With different number of marker genes, often within a core gene set, different teams of researchers have developed tools and pipelines to simplify and streamline core gene phylogenomic analysis. In 2008, Wu et al. used 31 predefined marker genes to build a phylogenomic pipeline named AMPHORA [8, 9]. These 31 marker genes included those involved in glycolysis, DNA replication, translation etc. In 2011, Creevey et al. identified 40 bacterial core genes from 191 species [10] and indicated that they had constant rate of horizontal transfer. In 2012, Dupont et al. investigated metagenome-assembled genomes (MAGs) of SAR86 (an abundant marine bacterial lineage) and estimated the genome completeness and contamination [11] using 107 single-copy genes that were single-copy in > 95% of bacterial genomes in the Comprehensive Microbial Resource database. In 2013, Wu et al. identified 114 bacterial core genes and multiple lineage-specific core gene sets (100 s – 1000 s) from 666 genomes by examining the genes’ universality, evenness and uniqueness [12]. Later in 2016, Markus et al. developed a bioinformatic pipeline called bcgTree that used 107 essential single-copy core genes, identified by Dupont et al., as mentioned above, to reconstruct their phylogenetic history [6]. This pipeline automatically extracted these genes using hidden Markov models and performed a partitioned maximum-likelihood analysis. In 2018, another group presented an up-to-date bacterial core gene set, named UBCG, which consisted of single-copy, homologous genes present in most known bacterial species [4]. The 92 UBCG gene set was selected from 1,429 species covering 28 phyla with the criteria of 95% presence ratio and 95% single-copy ratio. The method was successfully used to infer phylogenomic relationships in Escherichia and related taxa, and it could be used at any taxonomic level for Bacteria. In 2021, the same group updated their bacterial core genes with more extensive genome data to UBCG2 [5], which included 81 genes from 3,508 species spanning 43 phyla with the same criteria of 95% presence ratio and 95% single-copy ratio.

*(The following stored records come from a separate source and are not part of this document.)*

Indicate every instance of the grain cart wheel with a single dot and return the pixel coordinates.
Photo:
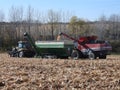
(21, 54)
(102, 57)
(91, 55)
(75, 54)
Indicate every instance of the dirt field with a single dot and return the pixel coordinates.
(43, 74)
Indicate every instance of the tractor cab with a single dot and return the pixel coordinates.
(24, 44)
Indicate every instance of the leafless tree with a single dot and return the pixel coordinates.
(30, 18)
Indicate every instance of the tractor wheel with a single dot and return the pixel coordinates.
(21, 54)
(91, 55)
(102, 57)
(75, 54)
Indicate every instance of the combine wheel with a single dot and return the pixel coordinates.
(21, 54)
(102, 57)
(91, 55)
(75, 54)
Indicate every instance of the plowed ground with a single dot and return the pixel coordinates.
(59, 74)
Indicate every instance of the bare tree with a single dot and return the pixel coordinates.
(30, 18)
(114, 26)
(53, 20)
(2, 16)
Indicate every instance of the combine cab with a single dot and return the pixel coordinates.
(89, 47)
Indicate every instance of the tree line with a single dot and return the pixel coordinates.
(47, 25)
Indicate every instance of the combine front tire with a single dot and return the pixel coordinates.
(21, 54)
(75, 54)
(91, 55)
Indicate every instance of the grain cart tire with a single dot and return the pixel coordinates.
(91, 55)
(103, 57)
(75, 54)
(21, 54)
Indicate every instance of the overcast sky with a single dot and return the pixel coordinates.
(87, 9)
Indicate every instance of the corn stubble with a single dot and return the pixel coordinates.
(56, 74)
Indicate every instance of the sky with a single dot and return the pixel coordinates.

All the previous studies have utilized the gene presence and single-copy ratios to screen for the conserved, single-copy genes to build their phylogenies. However, this has led to an obvious shortcoming: the selected genes were not examined for their fidelity in reconstructing the phylogenetic tree, and thus they may carry incongruent evolutionary signals. A core genome phylogeny is reconstructed, like other multiple-gene trees, based on concatenated sequences of a set of selected genes. The inclusion of a gene, whose tree shows discordance with the phylogenies of the others genes in the gene set, lowers the evolutionary signal and thus the accuracy of topology and resolution of the resulting phylogeny. We, thus, propose that in order to select the genes for a core genome to reconstruct an accurate phylogeny, in addition to high presence and single-copy ratios, the genes should be examined for phylogenetic fidelity, a measure of congruity of the phylogenies of the genes within a gene set, as well. Here, we used the 16 s rRNA gene trees to evaluate and compare the phylogenetic fidelity of the candidate core genes and identified 20 high fidelity genes for bacterial phylogenomic analysis. We have developed a pipeline, VBCG, which uses the core gene set to build phylogenomic trees automatically with input of genomic sequences.

Implementation

Test genomes and candidate core genes

Genome information of prokaryotes was accessed Through the National Center for Biotechnology Information (NCBI) (https://www.ncbi.nlm.nih.gov/genome/browse#!/prokaryotes/) on Oct 11, 2022. In total, 30,552 finished bacterial genomes covering 11,262 species were selected and the protein sequences and rRNA genes were downloaded using a custom Python script with multiple processing. The rRNA files were then filtered to remove those with multiple 16S rRNA genes that were less than 99% identical. For those with multiple copies that were > 99% identical, the first copy was used as a representative. The 16S rRNA genes were then clustered using CD-HIT (version 4.8.1) [13] with a similarity threshold of 0.99 and an alignment coverage of 0.9 (-c 0.99 -G 0 -aL 0.9). The representative sequences (5506 sequences) were then randomly divided into 100 groups for further analysis.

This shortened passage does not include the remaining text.